Updated: 1:55 p.m. ET Jan. 25, 2006

WASHINGTON - The number of executions carried out by the U.S. federal government since 1988 is set to double in May, with three lethal injections scheduled in a single week.

Convicted murderers Richard Tipton, Cory Johnson and James Roane are scheduled to die in the federal death chamber in Terre Haute, Indiana, on May 9, May 10 and May 12, respectively.

“They don’t have much in the way of legal resources remaining other than a clemency petition to President George W. Bush,” said David Elliot of the National Coalition to Abolish the Death Penalty.

The three were members of an inner-city gang in Richmond, Virginia, sentenced to death in 1993 for taking part in a series of drug-related murders. All three are black.

In the U.S. criminal justice system most crimes are prosecuted by states rather than the federal government. Last year, all 60 executions carried out were administered by states.

The federal death penalty was reinstated in November 1988 with the introduction of a law designed to combat drug trafficking known as the Drug Kingpin Act. Since then, Congress has added over 50 other crimes that qualify for death.

They include kidnapping resulting in death, murder for hire, fatal drive-by shootings, sexual abuse crimes resulting in death, fatal carjackings or aircraft hijackings and sending materials through the mail with the intent of killing.

Dramatic increase in capital crimes
Congress is currently discussing new additions that would expand the federal death penalty even further.

“There was a dramatic jump in the number of federal capital crimes in the 1990s as Congress expanded its jurisdiction over criminal acts that have traditionally been under the purview of the states,” said Ginny Sloan of The Constitution Project based at Georgetown University’s Public Policy Institute.

“It’s also become a way for politicians to show voters they are 'tough on crime,’” she said.

The most notorious person put to death at Terre Haute was Timothy McVeigh, convicted of the 1995 Oklahoma City bombing which killed 168 people.

Since then, only two others have been executed for federal crimes and the last execution was in 2003. There are currently 41 people on federal death row, 24 of whom are black.

Government targets Moussaoui
The government is seeking the death penalty for Zacarias Moussaoui, who has pleaded guilty to six counts of conspiracy in connection with the Sept. 11 attacks on New York and Washington.

A jury in Alexandria, Virginia, will determine whether Moussaoui gets the death penalty or life imprisonment in a trial scheduled to begin next month.
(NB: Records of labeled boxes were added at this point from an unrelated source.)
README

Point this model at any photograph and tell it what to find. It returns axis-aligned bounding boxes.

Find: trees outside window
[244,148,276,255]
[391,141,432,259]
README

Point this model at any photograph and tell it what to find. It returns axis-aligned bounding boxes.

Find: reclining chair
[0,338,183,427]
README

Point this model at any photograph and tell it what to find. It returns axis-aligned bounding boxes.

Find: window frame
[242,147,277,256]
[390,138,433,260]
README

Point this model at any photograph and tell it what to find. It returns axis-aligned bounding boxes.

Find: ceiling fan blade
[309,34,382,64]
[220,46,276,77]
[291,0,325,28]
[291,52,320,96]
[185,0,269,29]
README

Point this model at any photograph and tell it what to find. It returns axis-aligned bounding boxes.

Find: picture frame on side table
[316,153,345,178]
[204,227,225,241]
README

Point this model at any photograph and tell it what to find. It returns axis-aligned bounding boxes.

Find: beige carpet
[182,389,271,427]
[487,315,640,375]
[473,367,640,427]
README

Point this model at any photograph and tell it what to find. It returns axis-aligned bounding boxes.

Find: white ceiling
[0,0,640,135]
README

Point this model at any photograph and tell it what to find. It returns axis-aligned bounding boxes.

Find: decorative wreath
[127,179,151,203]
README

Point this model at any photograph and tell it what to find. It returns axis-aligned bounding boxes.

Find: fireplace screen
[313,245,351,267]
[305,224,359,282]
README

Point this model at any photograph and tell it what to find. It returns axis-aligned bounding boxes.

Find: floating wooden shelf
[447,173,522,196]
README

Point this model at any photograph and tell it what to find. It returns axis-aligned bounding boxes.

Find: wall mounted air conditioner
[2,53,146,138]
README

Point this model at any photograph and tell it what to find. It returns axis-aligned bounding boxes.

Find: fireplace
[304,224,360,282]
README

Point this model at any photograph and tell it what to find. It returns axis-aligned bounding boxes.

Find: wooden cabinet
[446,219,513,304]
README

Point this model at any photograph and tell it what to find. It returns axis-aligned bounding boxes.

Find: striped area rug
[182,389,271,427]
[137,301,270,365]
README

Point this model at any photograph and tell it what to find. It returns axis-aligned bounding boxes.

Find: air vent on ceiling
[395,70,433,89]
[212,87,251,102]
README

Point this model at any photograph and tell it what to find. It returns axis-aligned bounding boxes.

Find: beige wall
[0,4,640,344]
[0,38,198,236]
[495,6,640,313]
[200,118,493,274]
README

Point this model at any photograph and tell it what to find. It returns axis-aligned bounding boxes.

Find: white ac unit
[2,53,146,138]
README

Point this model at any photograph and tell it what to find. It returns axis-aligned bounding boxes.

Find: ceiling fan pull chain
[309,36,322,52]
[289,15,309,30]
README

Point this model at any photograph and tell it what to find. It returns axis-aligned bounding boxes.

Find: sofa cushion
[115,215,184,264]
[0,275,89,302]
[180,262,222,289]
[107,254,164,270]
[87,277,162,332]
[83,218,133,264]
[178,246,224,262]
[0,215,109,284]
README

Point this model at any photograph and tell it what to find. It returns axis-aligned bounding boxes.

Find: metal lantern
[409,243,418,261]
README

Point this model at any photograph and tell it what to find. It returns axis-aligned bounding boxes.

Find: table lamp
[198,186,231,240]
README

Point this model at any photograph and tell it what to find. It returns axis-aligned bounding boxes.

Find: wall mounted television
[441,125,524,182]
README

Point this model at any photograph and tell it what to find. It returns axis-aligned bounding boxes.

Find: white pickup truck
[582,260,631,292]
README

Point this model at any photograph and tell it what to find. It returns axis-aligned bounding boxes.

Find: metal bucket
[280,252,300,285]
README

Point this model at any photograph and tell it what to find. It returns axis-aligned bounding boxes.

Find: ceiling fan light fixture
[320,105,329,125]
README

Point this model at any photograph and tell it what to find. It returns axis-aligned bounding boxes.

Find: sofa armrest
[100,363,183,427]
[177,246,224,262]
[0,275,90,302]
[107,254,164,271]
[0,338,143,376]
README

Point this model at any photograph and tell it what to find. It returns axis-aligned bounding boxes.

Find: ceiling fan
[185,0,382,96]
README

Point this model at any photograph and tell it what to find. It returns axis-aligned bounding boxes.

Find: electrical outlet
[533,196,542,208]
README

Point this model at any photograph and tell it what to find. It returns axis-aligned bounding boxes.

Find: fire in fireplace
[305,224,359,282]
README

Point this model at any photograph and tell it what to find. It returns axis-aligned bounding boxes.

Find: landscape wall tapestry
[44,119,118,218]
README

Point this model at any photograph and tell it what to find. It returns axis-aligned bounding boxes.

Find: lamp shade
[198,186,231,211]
In general, the number of executions in the United States has been falling in recent years, even while the federal death penalty expands in scope.

“The states are cutting back on their use of the death penalty, while the federal government is expanding,” said Richard Dieter of the Death Penalty Information Center.

So far this year there have been two, with another scheduled Wednesday night in Texas. Marion Dudley faces execution for the 1992 shooting deaths of three people in a Houston drug house.

Critics argue that the federal death penalty is racially biased against minorities. If the three executions go forward in May, five of the six people put to death would have been either black or Hispanic.

A Department of Justice study released in 2000 found that 80 percent of the cases submitted by prosecutors for death penalty review were against minorities.